Second, because ELLs have diverse educational backgrounds, schools must take special care to assess all students’ academic skills when they enter the system.

For instance, some arrive here with a solid record of academic achievement in their native language but limited English; others come with little to no formal schooling and weak literacy skills in their native language; and others enroll in a new school having been in the U.S. system for years without learning much of anything.

It doesn’t make sense to lump them in the same program. Their teachers should be given ways to find out what they already know and can do – both in English and in their native languages.

Finally, states must do much more to prepare middle and high school teachers to work with ELLs. Presently, just three states – Arizona, California and Florida – require every teacher to complete some pre-service training in English language instruction.

That’s a good start, but, particularly in schools and districts that enroll large numbers of ELLs, teachers also need ongoing, high-quality professional development to gain true expertise in teaching all students.

The country’s ELL population is growing more rapidly in secondary schools (64 percent in the 1990s) than in elementary schools (46 percent). Yet most of education policymakers’ attention and available financial resources have flowed to the elementary school level.

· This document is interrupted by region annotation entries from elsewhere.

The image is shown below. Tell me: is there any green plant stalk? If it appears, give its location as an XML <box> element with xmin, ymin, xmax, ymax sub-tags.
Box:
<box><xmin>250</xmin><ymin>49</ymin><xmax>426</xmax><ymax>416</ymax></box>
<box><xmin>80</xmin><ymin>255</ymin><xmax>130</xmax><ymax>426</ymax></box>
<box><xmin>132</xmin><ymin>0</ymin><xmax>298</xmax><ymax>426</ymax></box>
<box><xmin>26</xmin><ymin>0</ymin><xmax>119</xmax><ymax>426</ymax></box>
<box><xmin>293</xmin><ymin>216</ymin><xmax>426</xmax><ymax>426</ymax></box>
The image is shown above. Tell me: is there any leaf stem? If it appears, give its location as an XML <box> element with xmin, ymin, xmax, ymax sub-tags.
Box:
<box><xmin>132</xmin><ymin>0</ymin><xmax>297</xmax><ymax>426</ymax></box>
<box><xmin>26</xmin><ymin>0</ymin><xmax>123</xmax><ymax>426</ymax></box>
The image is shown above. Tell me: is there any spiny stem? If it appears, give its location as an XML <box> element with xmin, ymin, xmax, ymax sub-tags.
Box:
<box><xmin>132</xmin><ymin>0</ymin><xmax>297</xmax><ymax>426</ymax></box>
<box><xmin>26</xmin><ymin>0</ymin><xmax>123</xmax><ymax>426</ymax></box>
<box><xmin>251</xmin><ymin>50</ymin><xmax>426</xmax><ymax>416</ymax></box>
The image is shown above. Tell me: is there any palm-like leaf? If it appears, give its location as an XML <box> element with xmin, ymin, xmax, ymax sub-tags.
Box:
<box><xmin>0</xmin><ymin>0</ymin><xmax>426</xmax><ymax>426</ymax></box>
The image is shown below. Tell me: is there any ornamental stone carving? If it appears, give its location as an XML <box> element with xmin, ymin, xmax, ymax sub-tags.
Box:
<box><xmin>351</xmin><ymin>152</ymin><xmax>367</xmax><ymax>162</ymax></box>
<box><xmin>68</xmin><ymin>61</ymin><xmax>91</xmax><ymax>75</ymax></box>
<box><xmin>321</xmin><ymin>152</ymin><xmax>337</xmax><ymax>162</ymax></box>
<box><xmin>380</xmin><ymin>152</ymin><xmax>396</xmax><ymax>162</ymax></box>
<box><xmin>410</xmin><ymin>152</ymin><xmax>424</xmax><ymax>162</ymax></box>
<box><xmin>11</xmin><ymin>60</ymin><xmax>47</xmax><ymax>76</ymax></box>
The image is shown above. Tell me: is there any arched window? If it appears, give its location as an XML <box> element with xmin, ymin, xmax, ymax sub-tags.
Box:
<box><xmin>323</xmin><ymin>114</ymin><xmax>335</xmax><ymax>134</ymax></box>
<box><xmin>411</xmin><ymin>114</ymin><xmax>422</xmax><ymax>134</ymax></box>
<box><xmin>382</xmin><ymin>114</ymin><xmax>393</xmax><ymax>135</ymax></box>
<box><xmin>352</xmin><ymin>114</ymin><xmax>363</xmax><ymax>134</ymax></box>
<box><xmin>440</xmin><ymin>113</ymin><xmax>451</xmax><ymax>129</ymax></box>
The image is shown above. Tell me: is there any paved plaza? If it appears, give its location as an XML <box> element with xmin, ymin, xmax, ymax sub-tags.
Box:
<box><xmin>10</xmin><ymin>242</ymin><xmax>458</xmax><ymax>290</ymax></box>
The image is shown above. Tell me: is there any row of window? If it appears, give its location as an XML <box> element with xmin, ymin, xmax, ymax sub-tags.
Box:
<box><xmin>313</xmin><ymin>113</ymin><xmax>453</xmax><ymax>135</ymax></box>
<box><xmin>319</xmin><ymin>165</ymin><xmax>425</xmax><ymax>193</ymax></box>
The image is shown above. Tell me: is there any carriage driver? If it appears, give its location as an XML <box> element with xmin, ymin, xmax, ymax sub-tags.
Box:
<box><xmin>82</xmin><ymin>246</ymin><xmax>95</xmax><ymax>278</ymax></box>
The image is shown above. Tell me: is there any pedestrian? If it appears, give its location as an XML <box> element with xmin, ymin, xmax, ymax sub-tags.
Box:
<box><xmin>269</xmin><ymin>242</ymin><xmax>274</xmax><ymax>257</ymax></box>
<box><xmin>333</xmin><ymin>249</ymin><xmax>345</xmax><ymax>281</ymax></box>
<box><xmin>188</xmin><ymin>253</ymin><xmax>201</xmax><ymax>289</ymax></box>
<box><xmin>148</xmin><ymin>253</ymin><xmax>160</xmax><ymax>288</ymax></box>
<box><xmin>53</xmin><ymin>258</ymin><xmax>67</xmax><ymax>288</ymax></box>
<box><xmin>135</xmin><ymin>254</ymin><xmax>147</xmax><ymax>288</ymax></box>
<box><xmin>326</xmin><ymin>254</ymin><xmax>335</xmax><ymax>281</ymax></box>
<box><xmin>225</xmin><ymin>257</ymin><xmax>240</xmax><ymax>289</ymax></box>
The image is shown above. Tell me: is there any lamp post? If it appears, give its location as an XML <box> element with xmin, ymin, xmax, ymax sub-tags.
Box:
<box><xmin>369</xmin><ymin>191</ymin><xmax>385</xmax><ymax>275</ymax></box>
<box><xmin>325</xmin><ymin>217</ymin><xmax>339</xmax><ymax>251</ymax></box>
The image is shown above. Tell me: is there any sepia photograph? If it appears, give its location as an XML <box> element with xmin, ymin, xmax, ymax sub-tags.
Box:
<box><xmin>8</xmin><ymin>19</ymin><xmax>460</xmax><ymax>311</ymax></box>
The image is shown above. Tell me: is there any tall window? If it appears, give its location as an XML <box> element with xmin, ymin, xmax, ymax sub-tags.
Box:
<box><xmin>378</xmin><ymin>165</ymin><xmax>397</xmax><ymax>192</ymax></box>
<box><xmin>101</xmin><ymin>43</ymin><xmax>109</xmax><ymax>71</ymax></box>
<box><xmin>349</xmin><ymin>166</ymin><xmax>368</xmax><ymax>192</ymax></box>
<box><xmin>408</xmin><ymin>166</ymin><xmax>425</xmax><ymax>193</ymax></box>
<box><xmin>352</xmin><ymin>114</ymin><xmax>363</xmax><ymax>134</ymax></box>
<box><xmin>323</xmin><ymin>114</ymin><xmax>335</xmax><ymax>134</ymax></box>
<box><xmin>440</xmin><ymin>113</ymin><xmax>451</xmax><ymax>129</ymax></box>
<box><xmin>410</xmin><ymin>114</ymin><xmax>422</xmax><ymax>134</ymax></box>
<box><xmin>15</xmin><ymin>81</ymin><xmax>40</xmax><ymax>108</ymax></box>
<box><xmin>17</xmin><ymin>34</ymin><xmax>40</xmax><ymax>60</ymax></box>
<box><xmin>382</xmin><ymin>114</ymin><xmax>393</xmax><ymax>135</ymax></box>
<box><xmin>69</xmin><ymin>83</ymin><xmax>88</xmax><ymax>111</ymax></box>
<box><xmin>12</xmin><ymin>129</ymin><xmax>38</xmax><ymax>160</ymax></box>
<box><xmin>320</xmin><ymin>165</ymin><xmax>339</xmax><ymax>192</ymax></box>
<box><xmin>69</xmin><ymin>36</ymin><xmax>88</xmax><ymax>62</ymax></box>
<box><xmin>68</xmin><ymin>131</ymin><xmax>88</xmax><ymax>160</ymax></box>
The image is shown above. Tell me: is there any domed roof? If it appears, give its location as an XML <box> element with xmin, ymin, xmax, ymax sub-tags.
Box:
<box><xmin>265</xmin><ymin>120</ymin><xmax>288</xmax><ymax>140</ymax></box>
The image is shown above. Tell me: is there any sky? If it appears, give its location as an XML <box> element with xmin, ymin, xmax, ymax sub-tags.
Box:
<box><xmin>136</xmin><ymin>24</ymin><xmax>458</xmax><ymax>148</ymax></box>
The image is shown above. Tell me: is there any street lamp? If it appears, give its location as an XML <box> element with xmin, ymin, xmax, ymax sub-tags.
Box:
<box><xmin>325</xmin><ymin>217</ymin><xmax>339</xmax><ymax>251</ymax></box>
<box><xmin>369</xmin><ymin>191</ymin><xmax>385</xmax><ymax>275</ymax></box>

We must provide better, targeted support to address their needs in the older grades, redesigning and refocusing our schools to deliver the quality, individualized instruction these students deserve as they do “double the work” of their native English-speaking peers, simultaneously developing English language and subject area competence.

For the sake of the students, their communities and the nation as a whole, the U.S. educational system has no option but to improve the academic outcomes of our five million ELL students if we are to remain globally competitive.